Well the great news is I found my memory card adaptor. Is that a collective sigh of relief I hear?! I never did make it to bed on Saturday night, in fact I was barely packed when Roma and Wayne came to pick me up.
Flight Stories
-We were loaded up with luggage and boxes. I had my super sized suitcase (which for just over two weeks in Seoul weighed 29kgs – bodes well for going home don’t you think?!), a wheelie suitcase with my laptop and printer, a box with 3000 name tags which was similar in size and weight to a box with reams of paper in it and a file box with all my files and what not. Roma had a big green plastic box akin to a toy box. We had resigned ourselves to paying excess luggage but the super lady, Angelica, at check-in told us if we bought a cardboard box from American Airlines for $10 we could put all those boxes in it and perhaps avoid paying excess luggage as it would cut our luggage down to the six allowed pieces, but the weight would be a different issue. So obviously a box at $10 was a much better deal that two extra pieces at $148 each. When we packed the new box and weighed it, we were 400g away from being too much. That’s not even a bag of sugar!
I used to pride myself on travelling lightly. Not anymore.
The hero of the hour, Angelica. She was much prettier than this picture makes her appear.
The $10 box (worth $300).
By the skin of our teeth.
Monks travel too you know. But only in ugly colours.
-Due to all the luggage issues I missed my opportunity to ask for an aisle seat, but Angelica had my back and gave me an emergency row seat which in my opinion is only one step away from travelling business. It was my first time in an emergency row and was expecting some sort of tutorial on what I had to do in said emergency and maybe a team talk from my row mates about who would do what should the worst happen. Nothing. They must have looked at our row and decided we looked like the sort of people who could handle it.
-I like talking on planes and I was delighted that the guys on either side of me were up for a bit of chat. The guy on the left works for Hyundai and was going on a tour of plants with car dealers from America.
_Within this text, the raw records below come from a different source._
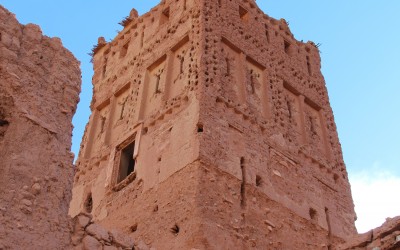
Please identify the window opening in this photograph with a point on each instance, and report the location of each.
(287, 47)
(89, 203)
(127, 162)
(243, 13)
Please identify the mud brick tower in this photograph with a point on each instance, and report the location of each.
(212, 129)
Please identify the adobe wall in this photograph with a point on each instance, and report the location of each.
(268, 122)
(213, 90)
(39, 86)
(145, 86)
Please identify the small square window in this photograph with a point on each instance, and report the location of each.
(243, 13)
(164, 16)
(124, 50)
(126, 162)
(287, 46)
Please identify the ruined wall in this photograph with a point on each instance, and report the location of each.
(145, 101)
(39, 87)
(211, 128)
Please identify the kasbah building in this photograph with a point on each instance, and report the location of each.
(211, 128)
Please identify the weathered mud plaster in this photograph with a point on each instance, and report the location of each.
(39, 87)
(211, 128)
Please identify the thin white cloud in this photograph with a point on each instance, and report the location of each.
(376, 197)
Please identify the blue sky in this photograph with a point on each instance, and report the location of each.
(360, 61)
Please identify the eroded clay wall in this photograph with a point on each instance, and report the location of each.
(145, 86)
(267, 119)
(39, 87)
(228, 121)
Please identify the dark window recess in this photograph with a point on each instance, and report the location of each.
(89, 203)
(3, 123)
(175, 229)
(287, 47)
(309, 66)
(124, 50)
(243, 13)
(200, 128)
(127, 163)
(313, 213)
(258, 180)
(164, 16)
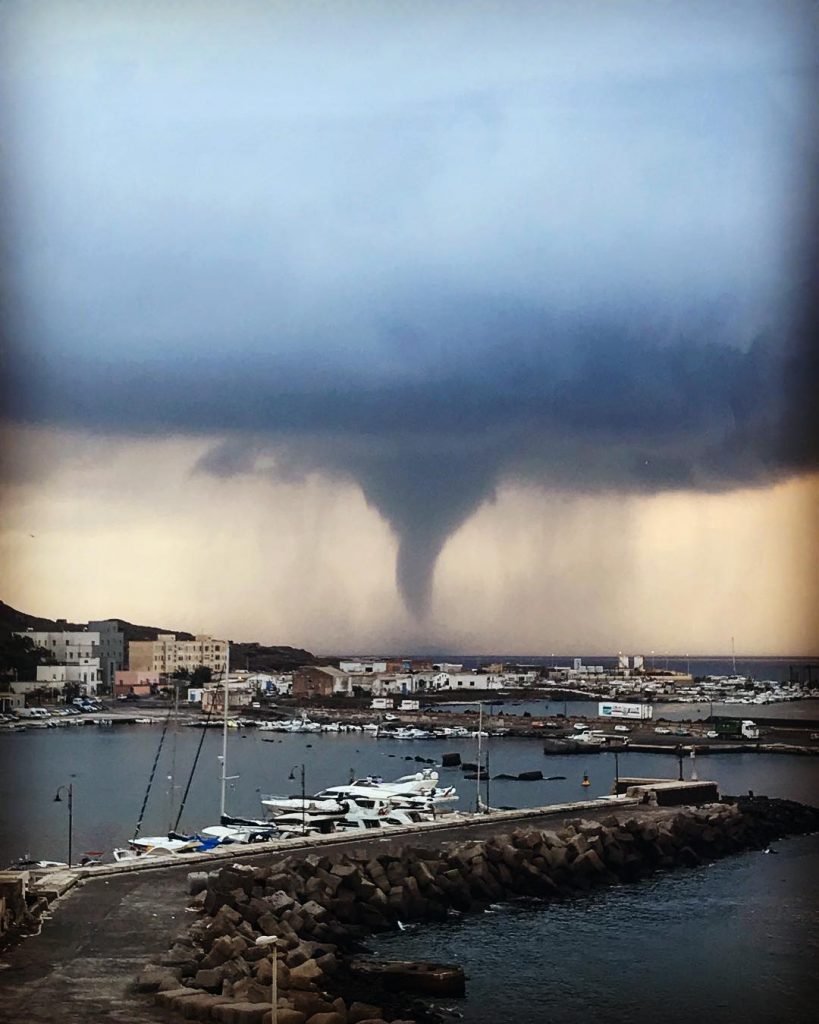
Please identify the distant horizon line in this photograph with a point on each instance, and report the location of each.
(679, 657)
The guy on the right is in the Army and about to start a tour in Korea. I talked with Hyundai about the World Cup, living in the South and his children and I got to ask Army all my questions about the army. He loved sitting beside me! I think had it not been a full flight and he had all that extra leg room he’d have asked to be moved. (Just in case you wondered, he has never said to anyone ‘I could tell you, but I’d have to kill you’.)
-Actually there were lots of military on the plane (More information from Army : they don’t have to wear their military fatigues when travelling. But interestingly, you have to wear your dog tags when flying, when you are in combat and when your commanding officer tells you to, you don’t have to always have them on. I had a lot of questions). When I was on a walkabout, I stopped at the back of the plane and one guy asked me was I in the military too. I stifled my laughter and thanked him for thinking that I could be. My guess that he hadn’t been in the Army for long was confirmed, he’d just finished his six months of basic training and this was his first tour. He clearly has a lot to learn if he thinks I could possibly be in the army.
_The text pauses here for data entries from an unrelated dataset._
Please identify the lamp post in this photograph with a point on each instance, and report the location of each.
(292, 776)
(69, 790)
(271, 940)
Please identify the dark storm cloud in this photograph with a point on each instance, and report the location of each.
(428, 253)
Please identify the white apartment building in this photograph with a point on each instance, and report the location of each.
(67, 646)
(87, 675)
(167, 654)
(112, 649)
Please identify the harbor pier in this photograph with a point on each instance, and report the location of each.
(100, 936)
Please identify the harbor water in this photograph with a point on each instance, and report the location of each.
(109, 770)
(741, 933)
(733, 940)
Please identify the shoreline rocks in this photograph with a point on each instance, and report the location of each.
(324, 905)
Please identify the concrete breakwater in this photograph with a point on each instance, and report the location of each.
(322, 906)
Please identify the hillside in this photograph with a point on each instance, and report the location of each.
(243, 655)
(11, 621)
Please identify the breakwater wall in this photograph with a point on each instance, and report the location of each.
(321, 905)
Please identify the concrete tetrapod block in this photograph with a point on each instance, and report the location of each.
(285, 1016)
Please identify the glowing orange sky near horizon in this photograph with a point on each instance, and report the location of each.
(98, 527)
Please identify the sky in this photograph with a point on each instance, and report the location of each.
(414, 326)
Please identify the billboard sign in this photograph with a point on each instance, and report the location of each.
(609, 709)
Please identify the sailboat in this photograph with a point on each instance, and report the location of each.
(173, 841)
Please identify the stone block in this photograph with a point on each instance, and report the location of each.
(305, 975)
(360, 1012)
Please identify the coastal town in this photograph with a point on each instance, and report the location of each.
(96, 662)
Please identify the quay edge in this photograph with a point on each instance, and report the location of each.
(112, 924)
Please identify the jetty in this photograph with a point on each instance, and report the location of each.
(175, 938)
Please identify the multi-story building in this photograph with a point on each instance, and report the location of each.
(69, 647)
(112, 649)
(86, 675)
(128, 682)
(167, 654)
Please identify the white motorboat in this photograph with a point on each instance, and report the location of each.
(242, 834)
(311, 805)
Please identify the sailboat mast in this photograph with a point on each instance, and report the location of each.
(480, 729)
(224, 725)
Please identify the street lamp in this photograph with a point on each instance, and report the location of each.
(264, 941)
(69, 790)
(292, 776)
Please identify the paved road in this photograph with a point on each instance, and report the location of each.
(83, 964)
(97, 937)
-Talking to these two guys, you’ve really got to admire people in the services. Whether you think war is right or wrong, you have to give credit to people who sign up. Army has been in it for eighteen years and will be in Korea for the next year at least. He has a two year old son. That’s rough however you look at it.
-During take off the air stewardesses were sitting opposite us. One reached across and handed us each ear plugs saying ‘you are sitting by the toilet [I think implying that people will gather in the area]. Without missing a beat, Hyundai looked across to the toilets and said ‘it doesn’t get that loud does it?!’ I laughed out loud, actually it was probably more a guffaw. Well if something’s funny, then life is too short not to laugh at it.
-Another time I was walking down the plane and this one woman was looking at me like she knew me. But I was looking at her like I knew her. Turns out she was on the plane from Seoul in March and had talked to Virginia for most of the flight. I wish I had bought that lottery ticket now. Anyway as I stopped to talk to her she said ‘you’re the girl from Ireland who had the rat in your kitchen!’ I didn’t correct her, I like that she exaggerated my story.
We arrived in Seoul on Monday night and I officially became the last person in the world to know who won the World Cup. I came third in the predictions thing though so hurrah. Matt had guessed Italy would win and Jason beat me on points in the opening stages. I was the top girl but against Americans it's hardly anything to write home about really. (But just realised I am anyway.)
So it’s now Tuesday and we are in the calm before the storm. I am working in my hotel room on registration things and thought I'd put this on. Today has largely been a big old waste of a day, mostly to do with tinternet access in our rooms being broken. Roma and I had all sorts of people looking into it for about an hour. They played around with settings on my computer which makes me slightly nervous and just as I was trying to think of the punch line to the joke ‘how many Koreans does it take to fix the internet’ the actual answer came ‘move rooms’. So I’m in a new room. The upside is it’s bigger, the down side is my bed is further away from the TV. Sometimes you can’t have it all.